I have been in and out of circulation for the past three weeks. Backtracking news reports, I found, to my regret, a number of disturbing happenings that make me question where recent events are leading us.
Media reported that former Bureau of Customs (BOC) Commissioner Isidro Lapeña was promoted to Cabinet rank on Oct. 25 even if shabu worth billions of pesos disappeared from the Bureau of Customs under his watch.
Lapeña was appointed director-general of the Technical Education and Skills Development Authority. Malacañang said he still has the “full trust and confidence” of President Duterte, who earlier justified the disappearance of the shabu as “nalusutan lang.”
In August, Lapeña, then BOC chief, and Philippine Drugs Enforcement Administration (PDEA) chief Aaron Aquino figured in a word war. It was over whether or not four magnetic lifters discovered in a warehouse in General Mariano Alvarez, Cavite on Aug. 9 contained P6.8 billion worth of shabu. Lapeña vehemently denied that the BOC was negligent. He claimed the lifters were empty and insisted that Aquino retract his claim.

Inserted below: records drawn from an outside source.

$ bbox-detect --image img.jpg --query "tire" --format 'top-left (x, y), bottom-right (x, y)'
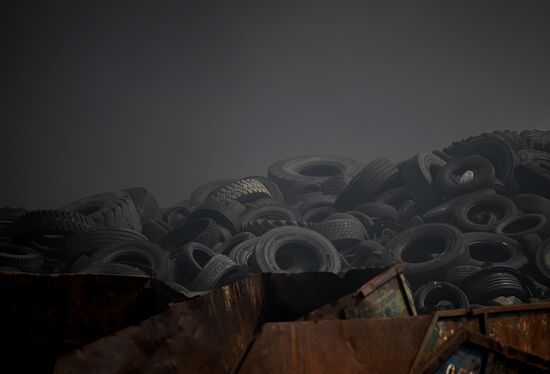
top-left (434, 155), bottom-right (496, 197)
top-left (189, 255), bottom-right (246, 291)
top-left (401, 152), bottom-right (446, 210)
top-left (0, 242), bottom-right (43, 272)
top-left (285, 183), bottom-right (322, 204)
top-left (0, 207), bottom-right (25, 242)
top-left (228, 237), bottom-right (260, 271)
top-left (217, 231), bottom-right (256, 255)
top-left (368, 220), bottom-right (406, 245)
top-left (373, 187), bottom-right (411, 208)
top-left (246, 176), bottom-right (285, 204)
top-left (414, 281), bottom-right (470, 314)
top-left (455, 136), bottom-right (520, 189)
top-left (385, 223), bottom-right (467, 285)
top-left (520, 129), bottom-right (550, 152)
top-left (396, 200), bottom-right (423, 221)
top-left (60, 191), bottom-right (141, 231)
top-left (141, 219), bottom-right (170, 242)
top-left (311, 216), bottom-right (367, 249)
top-left (124, 187), bottom-right (160, 224)
top-left (454, 193), bottom-right (518, 232)
top-left (187, 200), bottom-right (245, 234)
top-left (89, 240), bottom-right (172, 281)
top-left (162, 206), bottom-right (191, 228)
top-left (334, 157), bottom-right (400, 211)
top-left (320, 174), bottom-right (353, 195)
top-left (495, 214), bottom-right (549, 239)
top-left (174, 242), bottom-right (216, 285)
top-left (13, 210), bottom-right (95, 258)
top-left (432, 149), bottom-right (453, 162)
top-left (349, 240), bottom-right (392, 269)
top-left (66, 227), bottom-right (148, 269)
top-left (445, 265), bottom-right (482, 286)
top-left (355, 202), bottom-right (398, 221)
top-left (295, 194), bottom-right (336, 215)
top-left (464, 232), bottom-right (528, 269)
top-left (460, 266), bottom-right (528, 303)
top-left (254, 226), bottom-right (342, 273)
top-left (302, 206), bottom-right (337, 223)
top-left (268, 155), bottom-right (362, 191)
top-left (346, 211), bottom-right (374, 232)
top-left (515, 150), bottom-right (550, 197)
top-left (535, 238), bottom-right (550, 286)
top-left (206, 178), bottom-right (272, 204)
top-left (242, 218), bottom-right (301, 236)
top-left (80, 263), bottom-right (148, 277)
top-left (157, 218), bottom-right (223, 252)
top-left (189, 179), bottom-right (235, 207)
top-left (512, 194), bottom-right (550, 215)
top-left (422, 189), bottom-right (496, 223)
top-left (241, 206), bottom-right (298, 230)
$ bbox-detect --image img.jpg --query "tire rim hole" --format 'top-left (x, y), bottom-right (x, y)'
top-left (501, 216), bottom-right (542, 234)
top-left (275, 242), bottom-right (322, 272)
top-left (467, 203), bottom-right (504, 224)
top-left (469, 242), bottom-right (511, 262)
top-left (401, 236), bottom-right (447, 263)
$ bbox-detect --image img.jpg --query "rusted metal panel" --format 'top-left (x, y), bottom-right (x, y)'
top-left (55, 275), bottom-right (266, 374)
top-left (54, 268), bottom-right (391, 373)
top-left (409, 302), bottom-right (550, 373)
top-left (238, 316), bottom-right (433, 374)
top-left (0, 271), bottom-right (185, 373)
top-left (480, 305), bottom-right (550, 361)
top-left (262, 266), bottom-right (393, 321)
top-left (419, 330), bottom-right (550, 374)
top-left (303, 265), bottom-right (417, 321)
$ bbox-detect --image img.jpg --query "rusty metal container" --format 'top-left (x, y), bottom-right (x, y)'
top-left (409, 302), bottom-right (550, 372)
top-left (237, 317), bottom-right (433, 374)
top-left (418, 330), bottom-right (550, 374)
top-left (53, 267), bottom-right (394, 373)
top-left (303, 264), bottom-right (417, 320)
top-left (0, 271), bottom-right (185, 373)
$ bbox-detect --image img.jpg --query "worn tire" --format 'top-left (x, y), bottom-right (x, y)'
top-left (189, 179), bottom-right (235, 207)
top-left (385, 223), bottom-right (467, 285)
top-left (228, 237), bottom-right (260, 271)
top-left (464, 232), bottom-right (528, 269)
top-left (189, 255), bottom-right (246, 291)
top-left (461, 266), bottom-right (528, 303)
top-left (174, 242), bottom-right (216, 285)
top-left (401, 152), bottom-right (446, 209)
top-left (254, 226), bottom-right (341, 273)
top-left (60, 191), bottom-right (141, 231)
top-left (13, 210), bottom-right (95, 258)
top-left (124, 187), bottom-right (160, 224)
top-left (206, 178), bottom-right (272, 204)
top-left (434, 155), bottom-right (496, 197)
top-left (414, 281), bottom-right (470, 314)
top-left (187, 200), bottom-right (245, 234)
top-left (495, 214), bottom-right (549, 239)
top-left (89, 240), bottom-right (172, 281)
top-left (0, 242), bottom-right (43, 272)
top-left (157, 218), bottom-right (223, 252)
top-left (334, 157), bottom-right (400, 211)
top-left (311, 217), bottom-right (367, 249)
top-left (66, 227), bottom-right (148, 269)
top-left (268, 155), bottom-right (362, 192)
top-left (454, 193), bottom-right (518, 232)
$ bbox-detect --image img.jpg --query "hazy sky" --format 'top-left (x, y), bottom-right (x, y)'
top-left (1, 0), bottom-right (549, 209)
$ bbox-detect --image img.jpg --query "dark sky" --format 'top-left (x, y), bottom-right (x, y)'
top-left (1, 0), bottom-right (550, 209)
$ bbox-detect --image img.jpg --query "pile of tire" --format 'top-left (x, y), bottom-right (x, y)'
top-left (1, 129), bottom-right (550, 304)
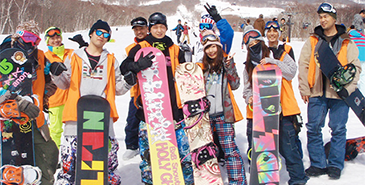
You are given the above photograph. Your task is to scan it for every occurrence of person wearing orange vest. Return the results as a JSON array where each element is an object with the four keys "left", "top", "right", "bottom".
[
  {"left": 265, "top": 21, "right": 308, "bottom": 185},
  {"left": 119, "top": 12, "right": 194, "bottom": 185},
  {"left": 122, "top": 17, "right": 148, "bottom": 160},
  {"left": 44, "top": 27, "right": 73, "bottom": 149},
  {"left": 199, "top": 30, "right": 247, "bottom": 185},
  {"left": 298, "top": 3, "right": 361, "bottom": 180},
  {"left": 0, "top": 20, "right": 59, "bottom": 185},
  {"left": 51, "top": 20, "right": 131, "bottom": 185}
]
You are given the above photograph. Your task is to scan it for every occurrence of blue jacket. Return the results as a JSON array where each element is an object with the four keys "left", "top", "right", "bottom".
[
  {"left": 349, "top": 29, "right": 365, "bottom": 62},
  {"left": 216, "top": 19, "right": 234, "bottom": 54},
  {"left": 172, "top": 24, "right": 184, "bottom": 35}
]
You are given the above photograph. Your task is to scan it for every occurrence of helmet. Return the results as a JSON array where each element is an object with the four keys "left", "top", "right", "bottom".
[{"left": 148, "top": 12, "right": 167, "bottom": 29}]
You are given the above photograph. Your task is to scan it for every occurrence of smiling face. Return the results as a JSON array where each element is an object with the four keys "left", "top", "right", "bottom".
[
  {"left": 266, "top": 27, "right": 279, "bottom": 43},
  {"left": 204, "top": 44, "right": 218, "bottom": 59},
  {"left": 150, "top": 24, "right": 167, "bottom": 39},
  {"left": 319, "top": 13, "right": 336, "bottom": 31},
  {"left": 133, "top": 26, "right": 148, "bottom": 40},
  {"left": 47, "top": 35, "right": 62, "bottom": 47}
]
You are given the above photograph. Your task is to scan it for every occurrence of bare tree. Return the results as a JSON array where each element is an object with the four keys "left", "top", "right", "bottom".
[{"left": 0, "top": 0, "right": 15, "bottom": 34}]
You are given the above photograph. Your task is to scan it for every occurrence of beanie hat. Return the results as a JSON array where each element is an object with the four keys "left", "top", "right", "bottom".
[
  {"left": 44, "top": 26, "right": 62, "bottom": 45},
  {"left": 317, "top": 2, "right": 337, "bottom": 20},
  {"left": 264, "top": 21, "right": 281, "bottom": 40},
  {"left": 201, "top": 30, "right": 222, "bottom": 50},
  {"left": 148, "top": 12, "right": 168, "bottom": 30},
  {"left": 89, "top": 19, "right": 111, "bottom": 39},
  {"left": 243, "top": 29, "right": 264, "bottom": 46},
  {"left": 200, "top": 14, "right": 215, "bottom": 25}
]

Even earlier, lifters containing 355 kilograms of shabu worth P4.3 billion were found at the Manila International Container Port (MICP). Aquino at the time insisted the lifters at both the MICP and in Cavite are the same and both contained illegal drugs.
Two and a half months later, on Oct. 24, during a legislative inquiry, Lapeña backpedaled on his earlier statement, saying magnetic lifters found in Cavite may have contained illegal drugs. This after former Customs X-ray Inspection Project (XIP) chief Lourdes Mangaoang told the congressional hearing on Oct. 18 that illegal drugs were detected in the Cavite magnetic lifters. Moreover, X-ray images showed the four magnetic lifters did not have any overhead cranes, suggesting that there was no intention to use the magnetic lifters for industrial purposes.
Dogs don’t lie
Mangaoang showed the X-ray images of the magnetic lifters the BOC examined on July 14. She said they were all contained in the report she gave Lapeña and was thus quite surprised when Lapeña did not take any action. “I gave him a copy. Sir, may laman yan, i-relieve mo yung mga involved, pero wala siyang aksyon. Pinagtatakahan ko, wala siyang aksyon. Shabu ito.”

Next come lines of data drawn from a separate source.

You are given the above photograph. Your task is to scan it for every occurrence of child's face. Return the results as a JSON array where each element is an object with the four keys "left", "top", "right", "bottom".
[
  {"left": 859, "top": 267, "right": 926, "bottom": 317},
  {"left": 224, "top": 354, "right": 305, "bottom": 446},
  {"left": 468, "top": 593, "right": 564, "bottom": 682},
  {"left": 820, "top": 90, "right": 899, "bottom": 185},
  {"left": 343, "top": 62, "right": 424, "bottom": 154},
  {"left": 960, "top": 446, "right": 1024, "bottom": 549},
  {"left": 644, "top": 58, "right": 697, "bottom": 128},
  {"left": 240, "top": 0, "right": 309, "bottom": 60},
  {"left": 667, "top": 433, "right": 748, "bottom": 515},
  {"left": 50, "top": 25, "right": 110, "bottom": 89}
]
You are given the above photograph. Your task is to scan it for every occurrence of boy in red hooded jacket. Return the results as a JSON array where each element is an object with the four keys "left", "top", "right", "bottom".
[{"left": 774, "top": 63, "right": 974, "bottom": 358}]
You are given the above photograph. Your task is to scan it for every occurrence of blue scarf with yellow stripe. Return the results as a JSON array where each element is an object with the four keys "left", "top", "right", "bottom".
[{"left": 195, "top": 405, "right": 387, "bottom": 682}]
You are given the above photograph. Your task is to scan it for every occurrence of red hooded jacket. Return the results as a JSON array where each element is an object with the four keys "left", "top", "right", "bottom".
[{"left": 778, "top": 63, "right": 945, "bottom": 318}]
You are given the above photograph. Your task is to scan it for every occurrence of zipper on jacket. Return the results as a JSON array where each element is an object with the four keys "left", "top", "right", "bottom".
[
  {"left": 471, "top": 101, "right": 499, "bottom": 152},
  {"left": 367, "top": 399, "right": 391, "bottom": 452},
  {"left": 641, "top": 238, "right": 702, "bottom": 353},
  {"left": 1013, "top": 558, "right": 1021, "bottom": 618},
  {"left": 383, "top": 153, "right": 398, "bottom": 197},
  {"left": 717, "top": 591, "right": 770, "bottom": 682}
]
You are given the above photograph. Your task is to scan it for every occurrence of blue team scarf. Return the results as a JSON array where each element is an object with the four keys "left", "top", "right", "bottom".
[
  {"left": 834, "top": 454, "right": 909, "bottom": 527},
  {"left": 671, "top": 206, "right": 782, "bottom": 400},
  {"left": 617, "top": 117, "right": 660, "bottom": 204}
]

She explained that she showed the images to Lapeña and said it’s not empty and he should relieve those involved. She was puzzled why there was no action. She added that Lapeña can be held liable for command responsibility.

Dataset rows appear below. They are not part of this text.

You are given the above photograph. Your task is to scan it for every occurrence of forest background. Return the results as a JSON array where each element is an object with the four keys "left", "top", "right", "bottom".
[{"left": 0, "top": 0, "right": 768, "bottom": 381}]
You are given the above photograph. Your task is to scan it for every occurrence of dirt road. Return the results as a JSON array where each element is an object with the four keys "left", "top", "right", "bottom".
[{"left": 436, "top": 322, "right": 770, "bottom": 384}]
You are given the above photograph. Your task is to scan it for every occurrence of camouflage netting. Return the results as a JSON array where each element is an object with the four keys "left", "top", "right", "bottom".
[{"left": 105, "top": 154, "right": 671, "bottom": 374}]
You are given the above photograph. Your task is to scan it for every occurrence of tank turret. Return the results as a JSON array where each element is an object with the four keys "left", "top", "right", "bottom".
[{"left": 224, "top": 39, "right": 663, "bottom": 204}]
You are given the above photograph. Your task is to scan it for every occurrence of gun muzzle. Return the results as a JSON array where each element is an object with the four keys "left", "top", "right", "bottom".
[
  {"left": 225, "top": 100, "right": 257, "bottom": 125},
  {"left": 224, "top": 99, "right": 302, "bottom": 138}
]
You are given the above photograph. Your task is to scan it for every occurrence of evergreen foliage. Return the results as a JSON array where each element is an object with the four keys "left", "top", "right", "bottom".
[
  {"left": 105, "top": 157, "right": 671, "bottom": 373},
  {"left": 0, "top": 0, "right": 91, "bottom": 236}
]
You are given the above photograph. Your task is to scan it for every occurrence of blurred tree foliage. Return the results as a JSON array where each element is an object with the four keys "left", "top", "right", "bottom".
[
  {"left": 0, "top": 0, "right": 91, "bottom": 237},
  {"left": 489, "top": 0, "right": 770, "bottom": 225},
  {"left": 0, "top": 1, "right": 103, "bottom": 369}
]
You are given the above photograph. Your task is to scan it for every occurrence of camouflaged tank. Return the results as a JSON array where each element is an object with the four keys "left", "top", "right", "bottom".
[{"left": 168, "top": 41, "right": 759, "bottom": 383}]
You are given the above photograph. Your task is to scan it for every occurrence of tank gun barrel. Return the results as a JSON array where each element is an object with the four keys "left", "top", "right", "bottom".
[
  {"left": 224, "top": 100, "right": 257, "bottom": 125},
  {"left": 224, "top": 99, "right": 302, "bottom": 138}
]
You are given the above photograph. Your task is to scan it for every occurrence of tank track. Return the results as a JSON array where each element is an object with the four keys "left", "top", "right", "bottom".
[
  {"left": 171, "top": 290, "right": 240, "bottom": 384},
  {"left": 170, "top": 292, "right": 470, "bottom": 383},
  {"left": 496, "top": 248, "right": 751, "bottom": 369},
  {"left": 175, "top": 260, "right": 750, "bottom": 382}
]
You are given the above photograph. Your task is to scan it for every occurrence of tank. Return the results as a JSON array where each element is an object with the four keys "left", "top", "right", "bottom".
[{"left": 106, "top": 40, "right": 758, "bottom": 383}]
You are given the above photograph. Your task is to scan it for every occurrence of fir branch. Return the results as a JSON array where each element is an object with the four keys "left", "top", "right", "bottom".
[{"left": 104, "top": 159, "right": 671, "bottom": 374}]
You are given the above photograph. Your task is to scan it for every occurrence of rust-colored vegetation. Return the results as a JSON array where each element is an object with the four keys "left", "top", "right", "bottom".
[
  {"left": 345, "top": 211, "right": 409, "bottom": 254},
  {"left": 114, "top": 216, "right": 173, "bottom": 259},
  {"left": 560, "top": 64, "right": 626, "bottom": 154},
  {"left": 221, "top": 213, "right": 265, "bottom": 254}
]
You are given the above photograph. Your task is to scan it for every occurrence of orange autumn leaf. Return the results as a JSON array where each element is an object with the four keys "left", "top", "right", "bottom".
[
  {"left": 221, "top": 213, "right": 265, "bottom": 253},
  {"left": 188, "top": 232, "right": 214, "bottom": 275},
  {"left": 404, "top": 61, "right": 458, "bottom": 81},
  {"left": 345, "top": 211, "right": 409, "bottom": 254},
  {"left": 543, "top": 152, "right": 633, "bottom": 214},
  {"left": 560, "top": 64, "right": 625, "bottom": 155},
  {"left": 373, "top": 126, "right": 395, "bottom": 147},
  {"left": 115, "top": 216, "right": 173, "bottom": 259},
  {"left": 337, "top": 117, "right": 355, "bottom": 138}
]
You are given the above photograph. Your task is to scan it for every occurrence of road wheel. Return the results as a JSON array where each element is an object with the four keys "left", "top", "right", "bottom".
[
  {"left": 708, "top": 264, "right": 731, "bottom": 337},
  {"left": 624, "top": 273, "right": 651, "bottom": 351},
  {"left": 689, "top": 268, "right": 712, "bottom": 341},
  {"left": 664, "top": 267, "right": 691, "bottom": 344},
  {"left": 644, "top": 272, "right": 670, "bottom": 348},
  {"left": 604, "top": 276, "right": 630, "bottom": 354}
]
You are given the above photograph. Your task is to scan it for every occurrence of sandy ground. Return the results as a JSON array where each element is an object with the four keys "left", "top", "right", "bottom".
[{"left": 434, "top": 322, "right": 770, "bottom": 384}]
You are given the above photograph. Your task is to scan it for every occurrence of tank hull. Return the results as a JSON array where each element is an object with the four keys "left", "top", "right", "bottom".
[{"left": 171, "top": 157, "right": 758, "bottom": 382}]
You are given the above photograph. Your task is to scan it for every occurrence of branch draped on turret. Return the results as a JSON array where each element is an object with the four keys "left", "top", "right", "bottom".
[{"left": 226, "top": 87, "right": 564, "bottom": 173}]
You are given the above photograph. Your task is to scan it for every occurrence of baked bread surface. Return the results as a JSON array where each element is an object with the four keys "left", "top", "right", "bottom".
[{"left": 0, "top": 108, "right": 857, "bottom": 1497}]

In media interviews after the hearing, Mangaoang told ABS-CBN News: “Dogs don’t lie, X-ray machines do not lie, only people can lie. I am very sure it was deliberate. That is the modus operandi, if the examiner sees some undeclared contents in the container, they deliberately blur the image.”
Mangaoang also dismissed claims that the current X-ray machines weren’t functioning well and, therefore, cannot penetrate such magnetic lifters.
“The X-ray can penetrate 11 inches of steel, therefore, kaya niyang i-penetrate ito. What the Bureau of Customs officials is doing, they are covering up for the crime,” she said.
Mangaoang lamented that while she was invited as a resource person in the hearing, she was the one whose credibility was questioned by the lawmakers. She said Lapeña was the one on trial, but “I felt I was the one being treated as a criminal by these ‘inquisitors,’” I heard her lament over the radio after the hearing.
Shabu street price drops
Lapeña had no recourse but change his tune because on top of Mangaoang’s testimony, the PDEA reported that tests it conducted revealed that drugs seized from the Manila port matched samples from its recent busts and that following the magnetic lifters incident, shabu sold in the streets is now priced at P1,400 to P1,800 per gram, down from the P6,800 to P8,000 per gram in July.
PDEA’s Aquino said laboratory test results last Aug. 1 in Quezon City, Aug. 26 in Sta. Cruz, Manila and Oct. 1 in Muntinlupa City showed strong similarity to drugs seized from the Manila port.
“Match sila. Highly co-related, similar. Ibig sabihin, iisa ang source (it means there is only one source),” he said.
Lapeña may have been cleared of responsibility in the disappearance of the shabu, but the NBI has brought a graft complaint against him before the Department of Justice (DOJ) on Nov. 12 over the loss in March of a shipment of 105 containers of ceramic tiles worth P69 million. The NBI also asked the DOJ to bring administrative charges against Lapeña for gross neglect of duty and grave misconduct over the disappearance of the shipment from the port of Manila. Will the NBI case prosper? If Lapeña is cleared, then why is he untouchable?
Meanwhile, drug busts and extrajudicial killings continue. Wouldn’t it have been much, much easier if government didn’t allow the shabu to get away? I don’t know how to compute how many one-gram shabu is equivalent to the P11.1 billion lost shipment. I only know it translates into an awful lot of shabu now in our streets.
Meanwhile, many alleged pushers and dealers continue to be arrested and killed. After all this time, why have we not found the kingpins?